CLASSIC ENDURANCE RACING by PETER AUTO

LE MANS CLASSIC

DAYTONA CLASSIC 24 HOUR by HSR

ROLEX MONTEREY MOTORSPOSTS REUNION

SEBRING CLASSIC 12 HOUR by HSR

CARACTERISTIQUES TECHNIQUES

Marque

PORSCHE

Modèle

917 K81

Année

1981

No de châssis

917- K81

Châssis

Tubulaire aluminium

Carrosserie

Fibre de verre

Moteur

PORSCHE 12 CYLINDRES À PLAT 4,995 l

Puissance

580 CH. @ 8 000 T/MIN

Boite de vitesse

PORSCHE 917 - 5 VITESSES

Poids

850 KG

Dans la grande famille des préparateurs et autres équipes qui ont mis la lumière sur Porsche en course automobile, les frères Kremer tiennent une place importante. Ces sorciers ont, imaginez-vous, réussi à battre l’usine officielle aux 24 Heures du Mans avec une 935 modifiée et débridée en 1979 (la 935 K3, qu’ils vendront ensuite à plus d’une demi-douzaine d’exemplaires). Ils ont aussi, dans un ultime défi, remporté les 24 Heures de Daytona avec une K8 en 1995, basiquement une 962 au toit découpé, le tout face aux Ferrari 333 SP alors favorites ! En 1981, Erwin et Manfred Kremer ont eu une autre idée restée dans l’histoire comme une initiative singulière et osée. En ressuscitant la 917 pour l’engager en ce début des années 80, ils avaient l’ambition de faire trembler les Groupe 5 et Groupe 6 de l’époque, et de coiffer une nouvelle couronne en Sarthe avant l’ère des Groupe C. L’aventure ne fut malheureusement pas victorieuse comme deux ans auparavant avec la 935 K3. Mais le défi technique autant que le projet humain de la 917 K81 sont devenus culte. Récit de l’histoire de la dernière Porsche 917 fabriquée, unique à bien des égards, qu’Ascott Collection vous propose aujourd’hui à la vente.

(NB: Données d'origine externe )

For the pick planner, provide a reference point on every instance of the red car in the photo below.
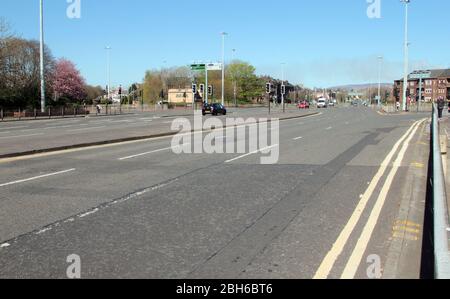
(303, 105)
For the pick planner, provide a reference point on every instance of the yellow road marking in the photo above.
(361, 246)
(417, 165)
(328, 262)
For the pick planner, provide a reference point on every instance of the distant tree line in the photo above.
(239, 76)
(20, 75)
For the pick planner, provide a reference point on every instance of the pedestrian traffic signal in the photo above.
(268, 88)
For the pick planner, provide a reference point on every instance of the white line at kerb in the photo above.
(355, 259)
(252, 153)
(19, 136)
(37, 177)
(334, 253)
(151, 152)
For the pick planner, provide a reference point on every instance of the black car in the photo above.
(214, 109)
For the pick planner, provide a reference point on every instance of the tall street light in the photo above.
(380, 61)
(234, 79)
(223, 66)
(108, 69)
(282, 84)
(41, 49)
(406, 45)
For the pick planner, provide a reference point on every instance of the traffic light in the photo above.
(268, 88)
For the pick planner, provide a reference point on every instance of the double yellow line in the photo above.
(355, 259)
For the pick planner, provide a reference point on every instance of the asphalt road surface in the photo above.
(138, 210)
(35, 135)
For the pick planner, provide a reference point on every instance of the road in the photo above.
(138, 210)
(28, 136)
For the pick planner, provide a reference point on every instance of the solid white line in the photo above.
(37, 177)
(355, 259)
(151, 152)
(84, 129)
(252, 153)
(19, 136)
(337, 248)
(9, 128)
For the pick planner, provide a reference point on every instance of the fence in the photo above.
(441, 224)
(423, 107)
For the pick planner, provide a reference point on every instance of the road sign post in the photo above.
(194, 92)
(420, 75)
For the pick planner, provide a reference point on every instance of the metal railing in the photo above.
(441, 213)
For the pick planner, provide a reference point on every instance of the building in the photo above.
(435, 84)
(180, 96)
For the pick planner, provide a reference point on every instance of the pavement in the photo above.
(329, 208)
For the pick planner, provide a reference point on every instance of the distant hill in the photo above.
(357, 87)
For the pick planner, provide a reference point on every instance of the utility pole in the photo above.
(234, 83)
(223, 66)
(282, 84)
(108, 70)
(380, 59)
(406, 67)
(42, 76)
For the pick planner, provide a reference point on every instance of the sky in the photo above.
(318, 43)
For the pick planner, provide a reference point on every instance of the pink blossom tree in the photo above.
(68, 84)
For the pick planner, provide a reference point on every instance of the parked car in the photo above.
(322, 103)
(214, 109)
(303, 105)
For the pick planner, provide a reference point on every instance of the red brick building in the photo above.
(436, 84)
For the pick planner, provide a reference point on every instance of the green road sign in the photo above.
(198, 67)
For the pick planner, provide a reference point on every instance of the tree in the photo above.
(68, 84)
(19, 72)
(249, 85)
(93, 93)
(153, 84)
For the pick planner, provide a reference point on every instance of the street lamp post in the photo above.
(282, 84)
(223, 66)
(405, 74)
(108, 70)
(234, 83)
(380, 60)
(42, 77)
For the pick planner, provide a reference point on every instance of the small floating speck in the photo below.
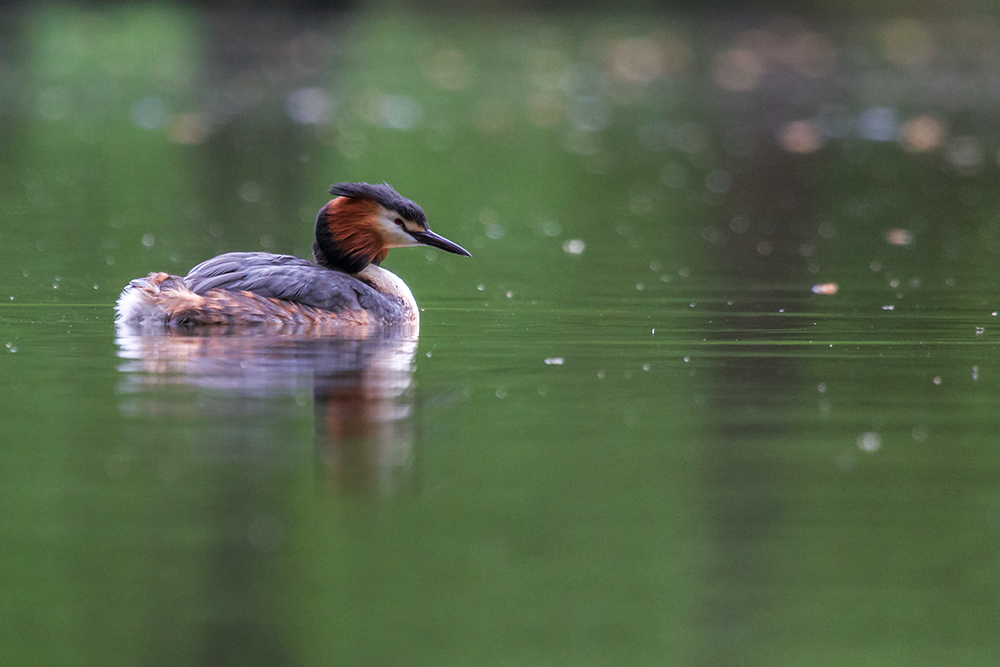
(899, 237)
(869, 442)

1981, l’année idéale pour tenter un pari aux 24 Heures du Mans

L’année 1981 est pour l’endurance prototypes une année de transition. Alors que le règlement des Groupe C n’est pas encore en vigueur (son arrivée est planifiée pour 1982), les Groupe 5 et Groupe 6 sont contraintes à une fin de carrière avec ce renouvellement règlementaire en approche. Elles sont encore tolérées, mais personne – aucun grand constructeur notamment – n’a effectué de développement ultra-poussé, les Groupe C étant appelées à renouveler le plateau. L’occasion de briller est ainsi donnée à de nombreux concurrents. L’issue de cette 49e édition est indécise. 

Si par le passé, Porsche a fait preuve de domination, le succès de Renault en 1978 et surtout le triomphe de Rondeau en 1980 donnent des idées. La victoire des frères Kremer aussi a fait évoluer les esprits. Les « petits » artisans comme les constructeurs se pressent. Au Mans, à l’époque, on engage tout ce qui roule et se présente conforme à un « Groupe » de la Fédération Internationale de l’Automobile (FIA). 1981 est donc une édition ouverte, difficile de faire un pronostic avant les premiers essais. 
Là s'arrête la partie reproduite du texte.